A settlement topping $10 million has been reached in the class action lawsuit against a financial advisor in jail for the bombing death of a former client.

A settlement topping $10 million has been reached in the class action lawsuit against a financial advisor in jail for the bombing death of a former client.

Currently serving a life sentence for a first-degree murder conviction, Brian Andrew Malley, 58, of Innisfail, was also one of the defendants in an $80 million class action lawsuit from his former clients.

Malley, his wife Christine and the two companies they administered and directed — Assante Wealth Management and Assante Capital Management, were all the subject of the lawsuit launched in 2012.

A recently reached settlement of $10 million is now open for former clients to apply for a share of the money.

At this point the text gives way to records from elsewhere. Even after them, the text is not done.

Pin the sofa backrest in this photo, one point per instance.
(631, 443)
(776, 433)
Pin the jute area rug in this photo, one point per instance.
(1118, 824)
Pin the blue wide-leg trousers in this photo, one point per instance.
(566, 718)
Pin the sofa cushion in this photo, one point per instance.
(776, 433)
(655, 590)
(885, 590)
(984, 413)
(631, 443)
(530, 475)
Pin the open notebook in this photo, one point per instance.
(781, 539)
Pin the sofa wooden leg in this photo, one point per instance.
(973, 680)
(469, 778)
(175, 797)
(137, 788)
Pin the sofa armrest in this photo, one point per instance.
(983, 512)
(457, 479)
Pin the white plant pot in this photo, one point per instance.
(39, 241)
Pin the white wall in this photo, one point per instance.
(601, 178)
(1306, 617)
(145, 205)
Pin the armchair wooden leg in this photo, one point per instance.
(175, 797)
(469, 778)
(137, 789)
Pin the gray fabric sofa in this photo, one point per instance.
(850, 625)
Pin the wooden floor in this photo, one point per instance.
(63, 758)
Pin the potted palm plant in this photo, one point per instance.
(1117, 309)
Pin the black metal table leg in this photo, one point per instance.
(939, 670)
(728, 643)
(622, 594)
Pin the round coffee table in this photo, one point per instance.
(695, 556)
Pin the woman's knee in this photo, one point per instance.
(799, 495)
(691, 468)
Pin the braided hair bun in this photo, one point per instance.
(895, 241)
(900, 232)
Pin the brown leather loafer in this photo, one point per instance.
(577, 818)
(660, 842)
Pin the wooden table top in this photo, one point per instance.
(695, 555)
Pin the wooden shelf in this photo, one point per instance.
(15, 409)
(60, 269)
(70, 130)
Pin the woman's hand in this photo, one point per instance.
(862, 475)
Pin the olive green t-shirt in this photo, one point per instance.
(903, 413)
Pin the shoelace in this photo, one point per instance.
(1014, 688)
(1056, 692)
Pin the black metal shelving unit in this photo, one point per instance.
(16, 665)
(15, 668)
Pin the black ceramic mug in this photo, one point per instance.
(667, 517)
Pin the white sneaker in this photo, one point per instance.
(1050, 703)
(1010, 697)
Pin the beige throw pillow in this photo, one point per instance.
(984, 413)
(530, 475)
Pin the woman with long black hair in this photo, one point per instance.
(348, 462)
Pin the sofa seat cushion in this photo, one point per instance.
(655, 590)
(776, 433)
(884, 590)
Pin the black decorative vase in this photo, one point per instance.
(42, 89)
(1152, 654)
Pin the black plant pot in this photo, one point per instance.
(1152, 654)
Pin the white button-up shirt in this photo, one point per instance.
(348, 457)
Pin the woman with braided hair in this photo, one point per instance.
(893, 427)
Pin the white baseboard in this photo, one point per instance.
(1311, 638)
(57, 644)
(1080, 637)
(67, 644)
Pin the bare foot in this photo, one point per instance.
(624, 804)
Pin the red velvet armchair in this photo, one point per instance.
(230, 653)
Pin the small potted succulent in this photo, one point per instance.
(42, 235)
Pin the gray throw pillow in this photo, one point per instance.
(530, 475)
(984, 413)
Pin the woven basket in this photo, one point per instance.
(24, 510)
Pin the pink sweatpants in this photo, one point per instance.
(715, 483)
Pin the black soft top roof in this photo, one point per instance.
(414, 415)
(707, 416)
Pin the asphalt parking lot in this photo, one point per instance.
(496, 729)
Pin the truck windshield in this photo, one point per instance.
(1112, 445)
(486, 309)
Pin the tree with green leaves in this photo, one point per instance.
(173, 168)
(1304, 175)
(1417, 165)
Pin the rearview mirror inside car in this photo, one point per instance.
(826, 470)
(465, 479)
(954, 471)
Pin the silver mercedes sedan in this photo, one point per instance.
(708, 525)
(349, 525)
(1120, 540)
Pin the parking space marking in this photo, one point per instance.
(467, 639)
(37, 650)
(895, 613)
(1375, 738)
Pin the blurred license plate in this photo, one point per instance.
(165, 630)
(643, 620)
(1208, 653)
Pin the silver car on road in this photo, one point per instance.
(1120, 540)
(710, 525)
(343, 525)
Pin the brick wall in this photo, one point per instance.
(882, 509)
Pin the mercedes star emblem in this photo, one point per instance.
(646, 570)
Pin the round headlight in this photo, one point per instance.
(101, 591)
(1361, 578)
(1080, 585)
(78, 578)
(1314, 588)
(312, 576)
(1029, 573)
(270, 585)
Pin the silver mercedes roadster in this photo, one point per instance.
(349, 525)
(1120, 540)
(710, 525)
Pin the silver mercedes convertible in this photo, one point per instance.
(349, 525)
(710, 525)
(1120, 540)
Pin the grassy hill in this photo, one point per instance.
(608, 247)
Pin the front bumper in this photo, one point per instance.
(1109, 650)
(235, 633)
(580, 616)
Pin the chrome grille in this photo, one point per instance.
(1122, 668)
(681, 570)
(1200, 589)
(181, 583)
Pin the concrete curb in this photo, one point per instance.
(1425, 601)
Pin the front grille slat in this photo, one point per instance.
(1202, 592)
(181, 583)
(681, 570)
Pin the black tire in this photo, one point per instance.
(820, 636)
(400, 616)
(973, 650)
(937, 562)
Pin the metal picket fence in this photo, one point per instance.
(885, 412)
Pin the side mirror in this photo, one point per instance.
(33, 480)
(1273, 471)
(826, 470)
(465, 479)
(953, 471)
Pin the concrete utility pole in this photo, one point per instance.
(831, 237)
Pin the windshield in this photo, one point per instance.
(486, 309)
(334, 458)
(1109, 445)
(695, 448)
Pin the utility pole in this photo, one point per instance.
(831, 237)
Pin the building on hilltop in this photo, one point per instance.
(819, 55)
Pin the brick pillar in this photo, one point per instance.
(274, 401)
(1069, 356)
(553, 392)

The suit alleged Malley “disregarded the stated investment goals of the class members … engaged in a one-size fits all investment strategy for the class members that was wholly unsuitable for the investors and … acted in his own best interests which were in conflict with the interests of his client class members.”

The settlement is not an admission of liability, wrongdoing or fault on the part of the defendants, who continue to dispute the allegations of the suit.

For the settlement to be implemented the class action has to be certified and the agreement must be approved by the court.

The approval hearing is scheduled for Nov. 30, 2015 at the Red Deer court house, 4909 48th Ave.

Malley’s financial management was also at the centre of a murder trial earlier this year.

He was convicted of first-degree murder in the November 2011 bombing death of Victoria Shachtay.

Shachtay was killed when she opened a gift left on her door stop. The gift disguised a bomb, which detonated.

Shachtay had invested $575,000 with Malley in 2007. She had received the money as part of a settlement for a 2004 car crash that left her paralyzed. Malley convinced her to bump up her investment with a $264,000 loan.

By the spring of 2011, Shachtay’s money was gone. Malley paid Shachtay $44,000 out of his own pocket from the spring to the fall of 2011.

The Investment Industry Regulation Organization of Canada also ruled in a disciplinary hearing in 2014 that Malley violated regulations in his dealings with Shachtay. The violations included failing to know essential facts related to some of his clients, making unsuitable recommendations and engaging in unauthorized discretionary trading.

Malley was permanently banned from the investment industry registry and fined $300,000.

Malley is appealing the first-degree murder conviction. The appeal is scheduled to be heard in the Alberta Court of Appeal on Jan. 6, 2016.